By choosing not to patent my inventions, I had no economic stake in lawsuits over IOL designs, but I was not shielded from the costly, time-consuming legal entanglements of others. My implantations in humans in 1975 of the C-loop PCIOLs I designed, however, were witnessed by a host of people who also had no financial interest in the matter. These individuals ranged from assisting hospital personnel, visiting surgeons, and people involved in IOL manufacturing. They included leaders in ophthalmology such as A. E. Maumenee, MD, Director of the Wilmer Eye Institute at Johns Hopkins University in Baltimore; Binkhorst Medalists Jan Worst, MD, Henry Hirschman, MD, Robert Drews, MD, and Norman Jaffe, MD; Blaskovics-Imre Medalist John Alpar, MD; Robert Welsh, MD, the founder of the Welsh Cataract/ IOL Congress, and Welsh faculty member Daniel Eichenbaum, MD; Herbert Gould, MD, a founder of the New York IOL Society; W. Stanley Muenzler, MD, of the Department of Ophthalmology at the University of Oklahoma; and Charles R. Moore, MD, Director of International Eye Care. I am willing to share their corroborating documentation with anyone who is interested.
PHILOSOPHY
Sir Harold Ridley told me that he wished he had invented my C-loop PCIOLs. By his request, I received the ASCRS' Innovator Award in 1989 on the 40th anniversary of his invention of the IOL. I titled my lecture "If the Truth Shall Make Us Free Why Do We Fight It So Hard?" During my talk, I quoted a passage from George Bernard Shaw's play Back to Methuselah. In it, the serpent in the Garden of Eden says, "You see things and you say Why? But I dream things that never were and I say Why Not?" That is the essence of innovation.
During my lifetime, the world's population has tripled to more than 6 billion, and it is projected to be more than 9 billion by 2050.9 Millions of patients have their cataracts removed by surgeons who have no sophisticated apparatus. In many countries worldwide, I demonstrated simple ECCE/IOL surgery using whatever was available. I served on the board of Orbis International and went on some missions.

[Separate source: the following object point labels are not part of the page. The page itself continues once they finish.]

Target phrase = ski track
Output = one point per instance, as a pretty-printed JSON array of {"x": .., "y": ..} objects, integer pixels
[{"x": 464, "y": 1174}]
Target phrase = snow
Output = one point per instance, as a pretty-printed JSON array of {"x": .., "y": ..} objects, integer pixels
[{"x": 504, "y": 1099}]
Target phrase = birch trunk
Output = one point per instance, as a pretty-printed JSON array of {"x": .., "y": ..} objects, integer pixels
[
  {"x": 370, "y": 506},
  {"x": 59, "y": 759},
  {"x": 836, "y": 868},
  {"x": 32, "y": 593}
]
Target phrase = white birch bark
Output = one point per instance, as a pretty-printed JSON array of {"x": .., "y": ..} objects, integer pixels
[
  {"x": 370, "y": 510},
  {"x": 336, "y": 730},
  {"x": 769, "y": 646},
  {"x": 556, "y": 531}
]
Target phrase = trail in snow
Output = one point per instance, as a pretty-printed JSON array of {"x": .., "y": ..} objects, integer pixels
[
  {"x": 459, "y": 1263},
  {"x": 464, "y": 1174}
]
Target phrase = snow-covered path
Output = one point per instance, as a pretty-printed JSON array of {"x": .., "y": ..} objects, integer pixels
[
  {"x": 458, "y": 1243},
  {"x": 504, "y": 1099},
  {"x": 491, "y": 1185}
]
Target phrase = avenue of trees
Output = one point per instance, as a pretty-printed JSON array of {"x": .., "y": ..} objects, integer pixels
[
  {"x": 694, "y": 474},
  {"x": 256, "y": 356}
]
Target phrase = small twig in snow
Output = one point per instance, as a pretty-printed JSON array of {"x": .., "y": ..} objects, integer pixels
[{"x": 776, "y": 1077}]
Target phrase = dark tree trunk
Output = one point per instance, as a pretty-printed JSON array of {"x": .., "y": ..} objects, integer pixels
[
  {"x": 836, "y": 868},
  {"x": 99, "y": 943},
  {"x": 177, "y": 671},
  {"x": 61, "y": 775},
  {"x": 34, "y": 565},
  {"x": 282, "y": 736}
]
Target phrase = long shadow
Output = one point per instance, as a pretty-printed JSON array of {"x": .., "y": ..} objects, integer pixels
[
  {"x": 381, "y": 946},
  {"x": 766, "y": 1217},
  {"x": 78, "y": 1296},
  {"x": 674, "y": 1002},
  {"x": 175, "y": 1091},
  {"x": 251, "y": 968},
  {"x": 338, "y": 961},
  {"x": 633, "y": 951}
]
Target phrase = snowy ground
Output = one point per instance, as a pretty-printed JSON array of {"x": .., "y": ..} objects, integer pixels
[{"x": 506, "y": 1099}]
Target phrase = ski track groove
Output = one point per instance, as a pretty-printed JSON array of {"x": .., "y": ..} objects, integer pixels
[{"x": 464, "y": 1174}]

When a serious injury abruptly ended my career in 1990, I faced the demise of my identity and my ability to do what I lived and loved to do. We cannot control what happens to us, only how we deal with it. What we are is a gift to us, and what we do with it is our gift to others. During a day spent with Muhammad Ali in 1992 (Figure 2)–our lives so different, yet our beliefs are remarkably alike–he wrote a note to me: "To Bill from Muhammad Ali. Service to others is the rent you pay for your room here on earth."
This article is adapted from a chapter in the book, The Birth of the Intraocular Lens, which will be published by Jaypee Brothers Medical Publishing in New Delhi, India.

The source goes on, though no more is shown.